Similar to other heap checks, these "canary bytes" are checked via assertion whenever memory is freed and can also be checked manually via ``heap_caps_check_integrity()``.

This level increases memory usage, each individual allocation will use 9 to 12 additional bytes of memory (depending on alignment).

Comprehensive
^^^^^^^^^^^^^

This level incorporates the "light impact" detection features plus additional checks for uninitialised-access and use-after-free bugs. In this mode, all freshly allocated memory is filled with the pattern 0xCE, and all freed memory is filled with the pattern 0xFE.

If an application crashes reading/writing an address related to 0xCECECECE when this setting is enabled, this indicates it has read uninitialized memory. The application should be changed to either use calloc() (which zeroes memory), or initialize the memory before using it. The value 0xCECECECE may also be seen in stack-allocated automatic variables, because in IDF most task stacks are originally allocated from the heap and in C stack memory is uninitialized by default.

If an application crashes reading/writing an address related to 0xFEFEFEFE, this indicates it is reading heap memory after it has been freed (a "use after free bug".) The application should be changed to not access heap memory after it has been freed.

If the IDF heap allocator fails because the pattern 0xFEFEFEFE was not found in freed memory then this indicates the app has a use-after-free bug where it is writing to memory which has already been freed.

Enabling "Comprehensive" detection has a substantial runtime performance impact (as all memory needs to be set to the allocation patterns each time a malloc/free completes, and the memory also needs to be checked each time.)

Finding Heap Corruption
^^^^^^^^^^^^^^^^^^^^^^^

Memory corruption can be one of the hardest classes of bugs to find and fix, as one area of memory can be corrupted from a totally different place. Some tips:

- Once you know the address (in memory) which is being corrupted, you can set a watchpoint on this address via JTAG to have the CPU halt when it is written to.
- If you don't have JTAG, but you do know roughly when the corruption happens, then you can set a watchpoint in software. A fatal exception will occur when the watchpoint triggers. For example ``esp_set_watchpoint(0, (void *)addr, 4, ESP_WATCHPOINT_STORE``. Note that the watchpoint is set on the current running CPU only, so if you don't know which CPU is corrupting memory then you will need to call this function on both CPUs.
- For buffer overflows, `heap tracing`_ in ``HEAP_TRACE_ALL`` mode lets you see which callers allocate the memory address(es) immediately before the address which is being corrupted. There is a strong chance this is the code which overflows the buffer.

.. _heap-tracing:

Heap Tracing
------------

Heap Tracing allows tracing of code which allocates/frees memory.

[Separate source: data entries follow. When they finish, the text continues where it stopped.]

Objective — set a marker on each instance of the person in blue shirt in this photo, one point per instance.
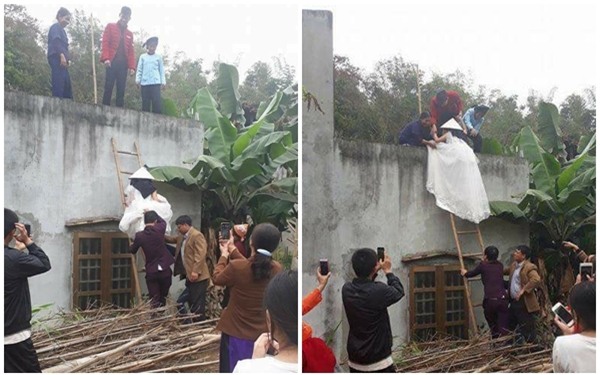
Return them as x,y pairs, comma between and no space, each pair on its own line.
473,119
151,77
418,132
58,55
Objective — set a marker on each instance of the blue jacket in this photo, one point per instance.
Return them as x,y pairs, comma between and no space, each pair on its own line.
150,70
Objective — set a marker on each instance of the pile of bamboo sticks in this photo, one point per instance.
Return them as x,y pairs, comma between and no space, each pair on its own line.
480,354
141,339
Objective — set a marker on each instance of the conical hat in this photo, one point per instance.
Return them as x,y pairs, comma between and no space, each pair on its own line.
142,173
451,124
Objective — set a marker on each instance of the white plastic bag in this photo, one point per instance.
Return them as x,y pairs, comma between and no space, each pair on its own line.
133,218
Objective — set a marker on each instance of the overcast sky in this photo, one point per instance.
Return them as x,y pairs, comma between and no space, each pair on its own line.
239,32
511,46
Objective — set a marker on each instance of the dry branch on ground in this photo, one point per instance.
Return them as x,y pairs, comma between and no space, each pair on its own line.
141,339
480,354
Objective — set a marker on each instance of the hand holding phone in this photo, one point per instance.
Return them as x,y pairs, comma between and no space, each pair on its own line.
563,314
380,253
323,267
586,269
225,230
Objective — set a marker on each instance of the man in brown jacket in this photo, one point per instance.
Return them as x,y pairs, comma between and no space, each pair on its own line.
523,279
190,262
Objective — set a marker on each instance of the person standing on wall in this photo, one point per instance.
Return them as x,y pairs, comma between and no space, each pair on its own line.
118,57
150,76
190,260
58,55
19,353
446,104
473,119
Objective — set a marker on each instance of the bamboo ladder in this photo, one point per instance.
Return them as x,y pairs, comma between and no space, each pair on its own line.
120,173
466,281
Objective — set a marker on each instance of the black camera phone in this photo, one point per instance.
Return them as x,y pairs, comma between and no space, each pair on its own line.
324,264
225,228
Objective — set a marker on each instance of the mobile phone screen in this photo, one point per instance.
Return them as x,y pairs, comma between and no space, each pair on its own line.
324,264
563,314
225,227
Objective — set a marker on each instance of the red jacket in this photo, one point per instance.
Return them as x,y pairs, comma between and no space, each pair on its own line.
110,43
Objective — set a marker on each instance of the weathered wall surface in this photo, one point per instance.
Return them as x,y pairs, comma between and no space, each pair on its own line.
358,194
59,166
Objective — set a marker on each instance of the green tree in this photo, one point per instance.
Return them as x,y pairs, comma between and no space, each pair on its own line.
561,202
252,170
184,77
25,64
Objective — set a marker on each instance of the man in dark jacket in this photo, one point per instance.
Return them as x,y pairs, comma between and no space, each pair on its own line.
495,298
366,301
158,259
118,56
19,353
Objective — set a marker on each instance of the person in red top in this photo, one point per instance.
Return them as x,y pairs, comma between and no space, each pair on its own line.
446,104
118,57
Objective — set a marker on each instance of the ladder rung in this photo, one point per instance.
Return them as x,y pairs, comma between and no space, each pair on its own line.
127,153
467,231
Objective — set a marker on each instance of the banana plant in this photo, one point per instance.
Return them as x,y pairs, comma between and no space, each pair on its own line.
561,201
252,169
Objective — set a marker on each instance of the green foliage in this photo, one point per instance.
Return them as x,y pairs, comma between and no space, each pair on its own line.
252,170
561,203
375,106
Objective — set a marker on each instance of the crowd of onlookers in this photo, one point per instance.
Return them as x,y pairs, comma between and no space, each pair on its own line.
259,324
509,306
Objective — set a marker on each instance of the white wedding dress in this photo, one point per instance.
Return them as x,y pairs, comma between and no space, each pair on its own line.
453,177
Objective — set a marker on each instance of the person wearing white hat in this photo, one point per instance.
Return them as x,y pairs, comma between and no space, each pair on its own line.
453,176
141,196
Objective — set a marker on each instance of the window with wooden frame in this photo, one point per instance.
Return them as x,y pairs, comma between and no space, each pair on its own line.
437,302
101,270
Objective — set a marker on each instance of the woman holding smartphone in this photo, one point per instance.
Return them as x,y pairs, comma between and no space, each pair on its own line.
276,350
576,352
244,318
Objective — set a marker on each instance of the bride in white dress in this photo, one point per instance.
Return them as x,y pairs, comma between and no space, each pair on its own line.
453,177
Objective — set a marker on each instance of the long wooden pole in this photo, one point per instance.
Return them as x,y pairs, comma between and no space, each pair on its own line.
418,88
94,60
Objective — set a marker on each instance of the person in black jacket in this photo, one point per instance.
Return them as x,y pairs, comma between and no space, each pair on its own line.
19,353
366,301
158,259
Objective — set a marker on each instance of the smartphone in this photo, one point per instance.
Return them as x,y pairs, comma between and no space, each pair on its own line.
563,314
225,228
324,264
586,269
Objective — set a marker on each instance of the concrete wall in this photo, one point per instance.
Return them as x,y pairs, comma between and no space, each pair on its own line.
358,194
59,166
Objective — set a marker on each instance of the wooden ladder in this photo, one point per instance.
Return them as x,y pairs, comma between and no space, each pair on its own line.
120,173
457,233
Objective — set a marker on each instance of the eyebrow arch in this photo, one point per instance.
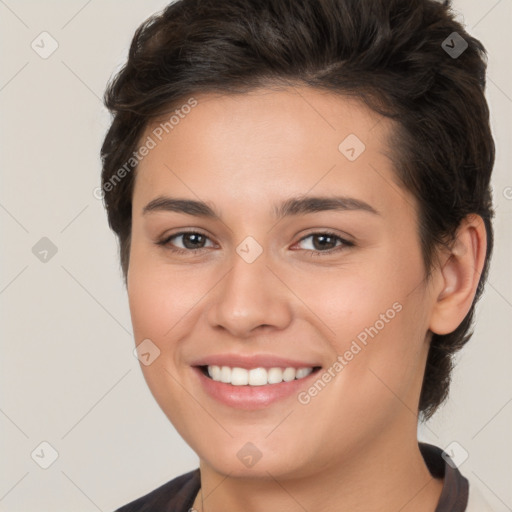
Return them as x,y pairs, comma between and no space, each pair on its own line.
293,206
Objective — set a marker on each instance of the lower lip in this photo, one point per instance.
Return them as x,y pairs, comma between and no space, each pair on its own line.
252,397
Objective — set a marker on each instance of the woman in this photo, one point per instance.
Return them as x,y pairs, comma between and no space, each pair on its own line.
301,195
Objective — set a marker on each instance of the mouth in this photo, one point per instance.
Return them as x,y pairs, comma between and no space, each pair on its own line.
254,377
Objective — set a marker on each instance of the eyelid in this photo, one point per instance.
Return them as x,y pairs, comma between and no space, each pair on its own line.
165,241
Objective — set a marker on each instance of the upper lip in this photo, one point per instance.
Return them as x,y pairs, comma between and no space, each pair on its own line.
252,361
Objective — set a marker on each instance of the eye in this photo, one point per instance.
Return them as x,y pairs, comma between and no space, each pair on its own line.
191,241
325,243
321,243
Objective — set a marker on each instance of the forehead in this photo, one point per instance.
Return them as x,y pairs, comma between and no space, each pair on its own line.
268,143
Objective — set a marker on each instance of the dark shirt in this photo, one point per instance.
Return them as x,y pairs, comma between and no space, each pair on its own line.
178,494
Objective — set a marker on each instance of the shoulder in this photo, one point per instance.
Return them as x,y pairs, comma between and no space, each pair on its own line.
177,495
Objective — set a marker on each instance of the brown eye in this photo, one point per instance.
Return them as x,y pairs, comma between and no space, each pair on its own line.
325,243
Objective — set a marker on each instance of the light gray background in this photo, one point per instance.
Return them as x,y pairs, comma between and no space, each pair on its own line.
68,375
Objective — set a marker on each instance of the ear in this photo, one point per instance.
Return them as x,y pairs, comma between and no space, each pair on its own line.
458,277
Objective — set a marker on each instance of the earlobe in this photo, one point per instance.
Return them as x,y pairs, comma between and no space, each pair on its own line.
459,276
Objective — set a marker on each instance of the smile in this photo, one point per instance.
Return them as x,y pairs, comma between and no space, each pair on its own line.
255,376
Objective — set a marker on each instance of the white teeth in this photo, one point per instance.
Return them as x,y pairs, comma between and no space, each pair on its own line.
256,376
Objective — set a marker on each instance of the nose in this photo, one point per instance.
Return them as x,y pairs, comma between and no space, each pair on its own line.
249,298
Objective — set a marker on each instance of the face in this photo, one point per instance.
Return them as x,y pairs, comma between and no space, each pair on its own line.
261,275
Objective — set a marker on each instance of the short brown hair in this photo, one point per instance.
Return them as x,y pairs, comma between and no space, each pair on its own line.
392,54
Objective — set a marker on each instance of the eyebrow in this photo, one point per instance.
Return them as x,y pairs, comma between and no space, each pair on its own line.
293,206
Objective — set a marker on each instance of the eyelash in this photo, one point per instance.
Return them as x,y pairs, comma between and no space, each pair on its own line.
165,242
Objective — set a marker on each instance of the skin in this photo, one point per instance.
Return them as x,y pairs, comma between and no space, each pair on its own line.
354,446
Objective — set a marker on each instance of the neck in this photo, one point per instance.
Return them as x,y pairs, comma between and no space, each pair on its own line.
383,477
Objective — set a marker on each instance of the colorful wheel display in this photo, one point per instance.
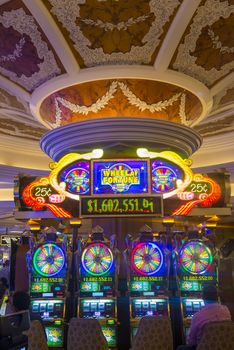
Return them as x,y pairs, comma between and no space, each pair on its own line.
48,259
77,181
195,257
97,259
164,179
146,258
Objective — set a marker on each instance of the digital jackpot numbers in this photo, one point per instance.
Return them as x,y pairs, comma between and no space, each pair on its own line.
121,206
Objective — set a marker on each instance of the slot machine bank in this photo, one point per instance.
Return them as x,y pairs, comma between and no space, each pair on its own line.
196,268
148,281
48,287
97,286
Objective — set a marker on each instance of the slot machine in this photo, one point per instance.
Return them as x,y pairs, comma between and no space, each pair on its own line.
48,288
97,286
148,282
195,268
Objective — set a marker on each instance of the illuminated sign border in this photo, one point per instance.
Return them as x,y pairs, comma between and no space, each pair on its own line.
122,161
160,198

Note: Heap tracing "standalone" mode is currently implemented, meaning that tracing does not require any external hardware but uses internal memory to hold trace data. Heap tracing via JTAG trace port is also planned.

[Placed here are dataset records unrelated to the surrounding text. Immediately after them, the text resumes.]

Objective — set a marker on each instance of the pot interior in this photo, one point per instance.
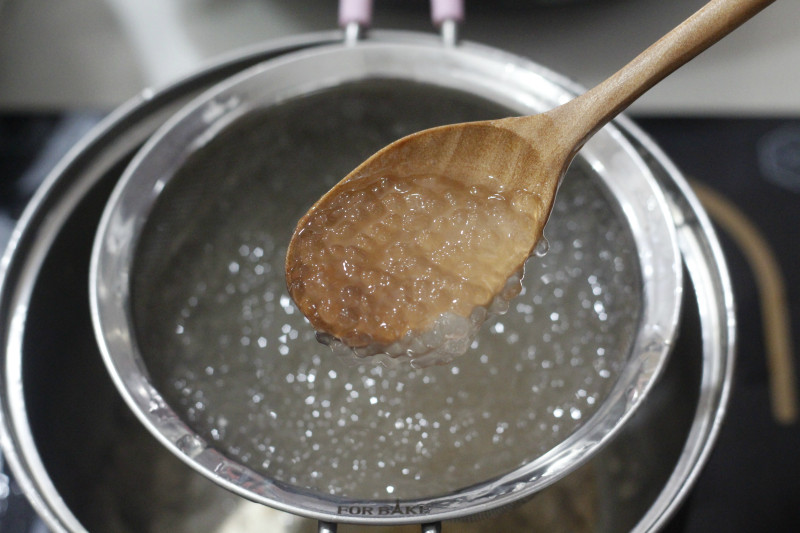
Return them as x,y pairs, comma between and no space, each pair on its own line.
194,322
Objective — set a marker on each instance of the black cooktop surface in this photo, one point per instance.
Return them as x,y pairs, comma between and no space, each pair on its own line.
749,171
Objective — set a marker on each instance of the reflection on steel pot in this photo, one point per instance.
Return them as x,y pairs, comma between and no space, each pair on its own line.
105,472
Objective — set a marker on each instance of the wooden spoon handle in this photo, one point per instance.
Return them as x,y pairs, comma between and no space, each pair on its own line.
593,109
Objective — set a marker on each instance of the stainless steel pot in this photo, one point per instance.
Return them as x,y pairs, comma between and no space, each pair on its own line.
70,203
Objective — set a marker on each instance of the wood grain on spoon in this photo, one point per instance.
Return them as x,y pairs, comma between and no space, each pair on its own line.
437,222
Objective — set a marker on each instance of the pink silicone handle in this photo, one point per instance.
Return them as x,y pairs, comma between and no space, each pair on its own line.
358,11
442,10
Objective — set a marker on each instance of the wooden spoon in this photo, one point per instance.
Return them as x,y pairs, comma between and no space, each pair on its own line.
424,236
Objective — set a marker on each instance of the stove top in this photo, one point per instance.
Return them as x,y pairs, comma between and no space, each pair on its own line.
747,172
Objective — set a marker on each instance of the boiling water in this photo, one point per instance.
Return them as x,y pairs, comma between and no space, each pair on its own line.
232,355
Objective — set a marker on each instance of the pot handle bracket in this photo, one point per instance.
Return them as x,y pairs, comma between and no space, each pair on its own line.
447,15
355,16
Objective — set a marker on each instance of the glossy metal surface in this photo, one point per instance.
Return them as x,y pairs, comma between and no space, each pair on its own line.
497,77
96,165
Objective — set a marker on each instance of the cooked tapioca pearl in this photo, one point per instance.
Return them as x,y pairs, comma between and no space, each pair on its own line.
381,258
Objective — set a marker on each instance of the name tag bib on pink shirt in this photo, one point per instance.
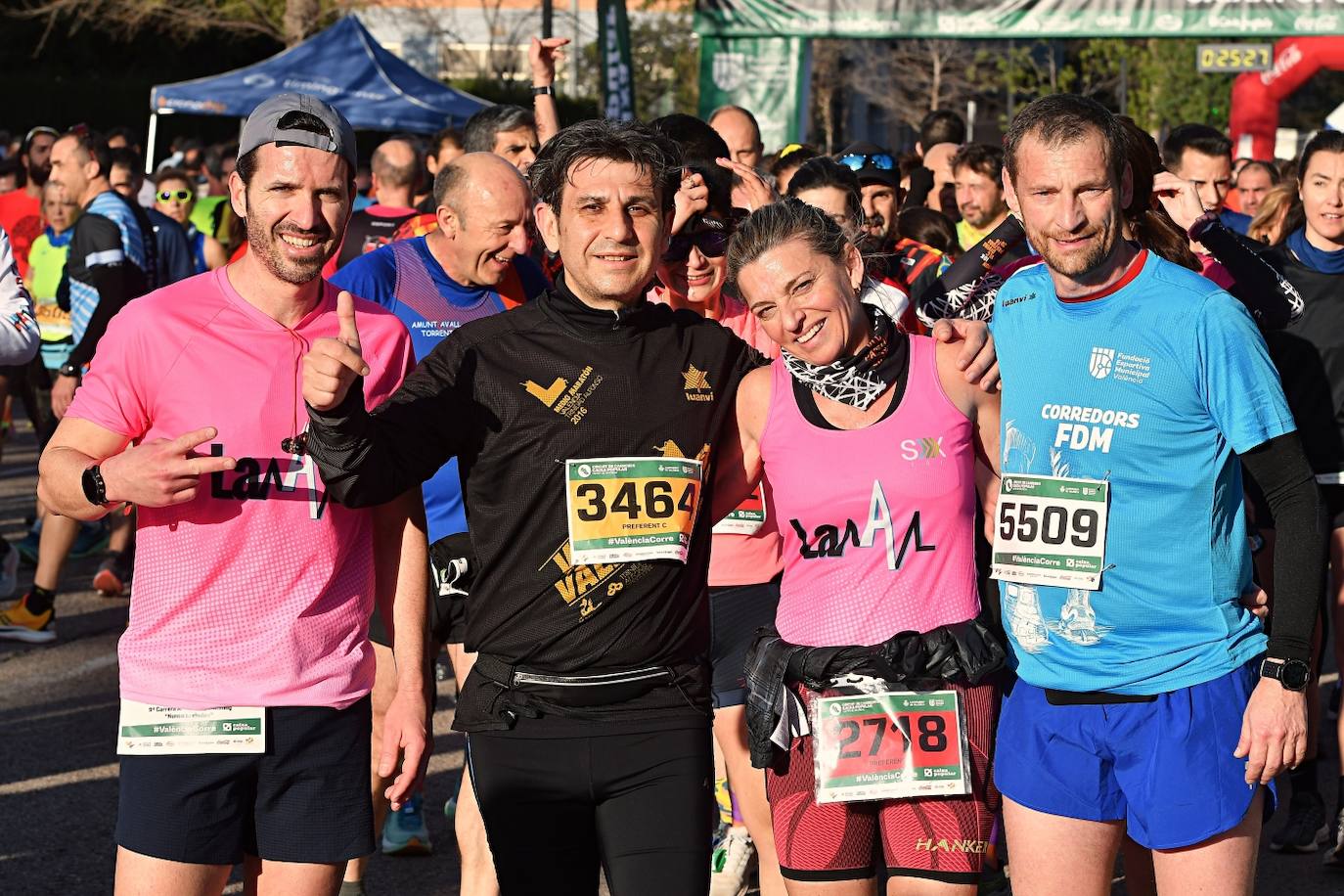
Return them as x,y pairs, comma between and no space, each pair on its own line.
161,731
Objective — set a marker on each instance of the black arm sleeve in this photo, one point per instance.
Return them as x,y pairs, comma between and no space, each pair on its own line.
371,458
1279,468
969,287
1272,299
113,294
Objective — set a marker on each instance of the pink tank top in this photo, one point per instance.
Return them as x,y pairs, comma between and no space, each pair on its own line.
877,522
739,558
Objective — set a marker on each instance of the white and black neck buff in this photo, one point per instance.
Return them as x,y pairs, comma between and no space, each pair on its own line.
862,378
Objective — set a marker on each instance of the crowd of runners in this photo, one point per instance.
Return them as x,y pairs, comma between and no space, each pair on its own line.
912,522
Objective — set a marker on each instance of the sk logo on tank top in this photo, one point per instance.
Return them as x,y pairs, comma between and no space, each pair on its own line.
829,540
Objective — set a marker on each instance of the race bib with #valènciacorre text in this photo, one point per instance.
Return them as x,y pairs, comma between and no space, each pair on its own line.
890,745
158,731
631,508
1052,531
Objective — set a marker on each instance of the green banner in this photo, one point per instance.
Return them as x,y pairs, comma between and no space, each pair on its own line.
613,47
1224,19
768,75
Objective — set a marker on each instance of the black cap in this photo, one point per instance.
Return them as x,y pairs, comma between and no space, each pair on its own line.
870,173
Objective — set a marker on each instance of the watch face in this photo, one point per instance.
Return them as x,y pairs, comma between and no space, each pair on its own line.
1296,675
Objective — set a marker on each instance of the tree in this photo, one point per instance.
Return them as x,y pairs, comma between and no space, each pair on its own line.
829,90
665,58
284,21
1028,70
912,78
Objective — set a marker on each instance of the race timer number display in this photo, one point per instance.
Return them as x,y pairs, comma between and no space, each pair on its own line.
1235,57
1052,531
888,745
631,508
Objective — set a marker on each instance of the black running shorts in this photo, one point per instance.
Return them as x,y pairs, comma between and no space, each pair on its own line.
557,808
736,612
305,799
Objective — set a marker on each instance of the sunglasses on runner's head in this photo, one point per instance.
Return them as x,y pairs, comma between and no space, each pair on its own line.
856,161
712,244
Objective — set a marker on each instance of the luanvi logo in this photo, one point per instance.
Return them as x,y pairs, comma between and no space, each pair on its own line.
929,845
671,449
563,398
696,384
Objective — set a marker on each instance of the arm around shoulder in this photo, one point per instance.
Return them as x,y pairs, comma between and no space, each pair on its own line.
739,467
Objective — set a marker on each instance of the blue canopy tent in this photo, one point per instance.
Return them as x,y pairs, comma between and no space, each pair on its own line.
343,65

Heap tracing can perform two functions:

- Leak checking: find memory which is allocated and never freed.
- Heap use analysis: show all functions that are allocating/freeing memory while the trace is running.

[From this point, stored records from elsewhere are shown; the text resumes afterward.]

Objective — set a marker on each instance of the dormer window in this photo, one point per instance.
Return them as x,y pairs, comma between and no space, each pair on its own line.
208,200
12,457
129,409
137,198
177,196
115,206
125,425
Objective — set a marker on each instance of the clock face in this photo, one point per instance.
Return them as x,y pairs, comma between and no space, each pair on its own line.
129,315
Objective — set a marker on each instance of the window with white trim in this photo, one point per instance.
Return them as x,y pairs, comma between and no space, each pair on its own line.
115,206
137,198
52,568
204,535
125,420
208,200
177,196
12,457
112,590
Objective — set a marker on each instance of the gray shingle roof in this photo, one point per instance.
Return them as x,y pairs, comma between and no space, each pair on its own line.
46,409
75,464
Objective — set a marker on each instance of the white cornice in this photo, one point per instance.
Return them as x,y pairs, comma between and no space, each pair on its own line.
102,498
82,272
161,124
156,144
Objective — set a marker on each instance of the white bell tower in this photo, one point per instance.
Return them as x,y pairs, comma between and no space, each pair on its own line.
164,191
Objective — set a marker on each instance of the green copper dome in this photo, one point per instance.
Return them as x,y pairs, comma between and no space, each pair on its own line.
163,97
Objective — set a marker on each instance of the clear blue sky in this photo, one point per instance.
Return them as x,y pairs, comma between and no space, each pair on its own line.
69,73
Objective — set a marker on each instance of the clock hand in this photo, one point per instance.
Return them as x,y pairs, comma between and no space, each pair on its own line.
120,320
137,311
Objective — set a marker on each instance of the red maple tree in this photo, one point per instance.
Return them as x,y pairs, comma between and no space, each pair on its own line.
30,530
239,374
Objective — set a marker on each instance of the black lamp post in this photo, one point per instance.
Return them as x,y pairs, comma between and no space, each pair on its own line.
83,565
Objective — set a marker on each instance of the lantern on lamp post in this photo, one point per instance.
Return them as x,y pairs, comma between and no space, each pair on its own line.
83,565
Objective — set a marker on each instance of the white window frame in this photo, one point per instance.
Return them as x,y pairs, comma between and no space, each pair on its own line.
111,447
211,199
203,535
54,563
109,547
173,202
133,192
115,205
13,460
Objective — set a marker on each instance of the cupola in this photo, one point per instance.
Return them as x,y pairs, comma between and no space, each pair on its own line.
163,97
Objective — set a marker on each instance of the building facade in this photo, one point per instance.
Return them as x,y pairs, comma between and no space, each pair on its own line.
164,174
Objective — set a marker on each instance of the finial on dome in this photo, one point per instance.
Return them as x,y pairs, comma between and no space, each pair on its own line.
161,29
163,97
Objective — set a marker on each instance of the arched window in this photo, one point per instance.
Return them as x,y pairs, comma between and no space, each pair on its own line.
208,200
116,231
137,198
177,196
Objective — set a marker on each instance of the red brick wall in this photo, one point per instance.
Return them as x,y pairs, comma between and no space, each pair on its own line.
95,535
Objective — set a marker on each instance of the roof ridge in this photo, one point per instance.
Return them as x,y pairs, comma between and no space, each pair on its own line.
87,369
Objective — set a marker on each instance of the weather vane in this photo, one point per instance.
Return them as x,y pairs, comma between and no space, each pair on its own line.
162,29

How To Diagnose Memory Leaks
^^^^^^^^^^^^^^^^^^^^^^^^^^^^

If you suspect a memory leak, the first step is to figure out which part of the program is leaking memory. Use the ``xPortGetFreeHeapSize()``, ``heap_caps_get_free()``, and related functions to track memory use over the life of the application. Try to narrow the leak down to a single function or sequence of functions where free memory always decreases and never recovers.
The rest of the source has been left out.